Viele unserer Systeme waren nicht für die plötzlich anfallenden hohen Anforderungen ausgelegt. Wir haben die Kapazität einzelner Systeme innerhalb von ein bis zwei Wochen um den Faktor 50 gesteigert. Durch die Unterbrechung der internationalen Lieferketten war die Beschaffung von Hard- und Software dabei eine sehr große Herausforderung, die wir gemeistert haben. Die Beschaffungsprozesse konnten wir trotz aller Hürden in kürzester Zeit abwickeln.
Für verschiedene Gruppen oder spezielle Systeme haben wir maßgeschneiderte Detaillösungen entwickelt. Ziel dabei war in der Regel, die Fernarbeit für Gruppen des gesamten Campus von der Administration über einzelne Projekte bis hin zu den Experimentgruppen und dem Beschleunigerbereich zu ermöglichen. Zum Beispiel greifen nun Forscher, die sich im Ausland befinden, auf ihre Experimente zu, oder für Experten aus dem Beschleunigerbereich ist es nun möglich im Homeoffice zu arbeiten.
Darüber hinaus haben wir für die Anwender einen erweiterten Support angeboten. Viele Leute hatten erhöhten Beratungsbedarf, da sie zum ersten Mal mit den neuen Systemen gearbeitet haben. Dafür ist unserer Abteilung gut aufgestellt und organisiert. Die vorhandenen Mechanismen und Tools für die neuen Aufgaben waren alle vorhanden und eingerichtet. Allerdings mussten wir klare Prioritäten festlegen und unsere Aufgaben umorganisieren. Zum Beispiel haben große Teile aus unserem Team, die für Infrastruktur zuständig sind, nur noch User-Support gemacht. Geplante Projektarbeit und die Weiterentwicklung der Systeme haben wir vorübergehend gestoppt und auf einen späteren Zeitpunkt verschoben.
Wieviel Aufwand hattet ihr damit?
Den größten Aufwand hatten wir mit dem Support. Viele Anwender haben zum ersten Mal remote gearbeitet. Bei uns sind in der Hochphase Ende März mehrere 100 Support-Anfragen, wie zum Beispiel E-Mails oder Anrufe, pro Tag eingegangen. Das war eine Steigerung von etwa einer Größenordnung.
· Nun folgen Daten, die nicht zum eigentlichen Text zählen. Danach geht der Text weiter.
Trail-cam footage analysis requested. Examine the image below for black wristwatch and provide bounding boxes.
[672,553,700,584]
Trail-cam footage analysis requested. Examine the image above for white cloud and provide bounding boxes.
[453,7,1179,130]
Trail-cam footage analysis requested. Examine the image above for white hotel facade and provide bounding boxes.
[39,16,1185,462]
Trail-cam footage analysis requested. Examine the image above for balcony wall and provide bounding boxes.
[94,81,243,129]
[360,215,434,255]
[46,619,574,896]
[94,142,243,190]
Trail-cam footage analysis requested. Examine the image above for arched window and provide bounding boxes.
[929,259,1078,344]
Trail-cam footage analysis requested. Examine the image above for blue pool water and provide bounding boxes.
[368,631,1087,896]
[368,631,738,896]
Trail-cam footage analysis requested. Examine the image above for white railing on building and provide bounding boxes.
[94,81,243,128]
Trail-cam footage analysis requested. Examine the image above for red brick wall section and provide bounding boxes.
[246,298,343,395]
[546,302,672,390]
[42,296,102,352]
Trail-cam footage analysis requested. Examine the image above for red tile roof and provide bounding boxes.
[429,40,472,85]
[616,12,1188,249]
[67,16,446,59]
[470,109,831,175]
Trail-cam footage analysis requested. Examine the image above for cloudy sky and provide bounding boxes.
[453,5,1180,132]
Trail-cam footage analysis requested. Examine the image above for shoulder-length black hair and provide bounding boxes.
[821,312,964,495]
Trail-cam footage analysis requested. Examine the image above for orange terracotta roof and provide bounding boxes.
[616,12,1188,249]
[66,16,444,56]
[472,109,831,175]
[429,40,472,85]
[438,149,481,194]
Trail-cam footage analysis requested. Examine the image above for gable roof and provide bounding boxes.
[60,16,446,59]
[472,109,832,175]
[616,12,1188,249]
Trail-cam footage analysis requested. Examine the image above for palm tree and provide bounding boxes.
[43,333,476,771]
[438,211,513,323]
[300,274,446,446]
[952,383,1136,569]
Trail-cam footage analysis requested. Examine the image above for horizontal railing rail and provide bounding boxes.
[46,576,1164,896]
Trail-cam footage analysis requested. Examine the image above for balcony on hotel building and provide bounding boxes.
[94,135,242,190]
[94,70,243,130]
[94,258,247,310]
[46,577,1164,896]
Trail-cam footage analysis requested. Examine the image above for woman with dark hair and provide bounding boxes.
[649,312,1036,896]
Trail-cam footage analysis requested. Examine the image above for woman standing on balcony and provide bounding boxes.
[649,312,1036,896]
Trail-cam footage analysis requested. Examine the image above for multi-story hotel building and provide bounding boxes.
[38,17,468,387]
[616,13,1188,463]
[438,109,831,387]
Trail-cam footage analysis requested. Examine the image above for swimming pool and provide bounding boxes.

Wie organisiert ihr die Arbeit im Team?
Bei uns sind aktuell zwei Drittel der Leute im Homeoffice. Auf dem Campus arbeiten nur noch die Personen, die sich um Hardware kümmern oder für die der Zugang zu Systemen vor Ort absolut notwendig ist. Für die IT war es glücklicherweise einfach das Arbeiten im Homeoffice zu realisieren, da die Tools bereits vorhanden waren und alle im Team damit umgehen können. Unsere Kommunikation läuft nun im Wesentlichen über verschiedene Videokonferenz-Tools, im Chat oder andere virtuelle Kommunikationskanäle.
Welche Abteilungen haben euch unterstützt und wie sah diese Unterstützung aus?
Viele Abteilungen haben uns in den vergangenen Wochen unterstützt und bemerkenswerte Leistungen erbracht. Der Einkauf hat bei der Beschaffung von Hardware und Software schnell gehandelt und hat zum Beispiel innerhalb von einer Woche sehr viele Lizenzen für ein komplett neues Videokonferenzsystem beschafft. Die Einstellung des Budgets durch das Controlling ging sehr schnell vonstatten. Die Infrastrukturabteilungen der Abteilung Gebäude- und Anlagentechnik versorgen unsere Anlagen nach wie vor sehr zuverlässig, auch unter den aktuell erschwerten Bedingungen.
Was wünschst du dir für die nächste Zeit?
Ich hoffe, dass diese Ausnahmesituation hier auf dem Campus und auch weltweit so schnell wie möglich vorbei ist und möglichst wenige Menschen unter der Krankheit leiden müssen. Für meine Arbeit hier wünsche ich mir, bald wieder in den normalen Betrieb zurückkehren zu können und wieder aktiv unsere Systeme und Arbeiten zu gestalten.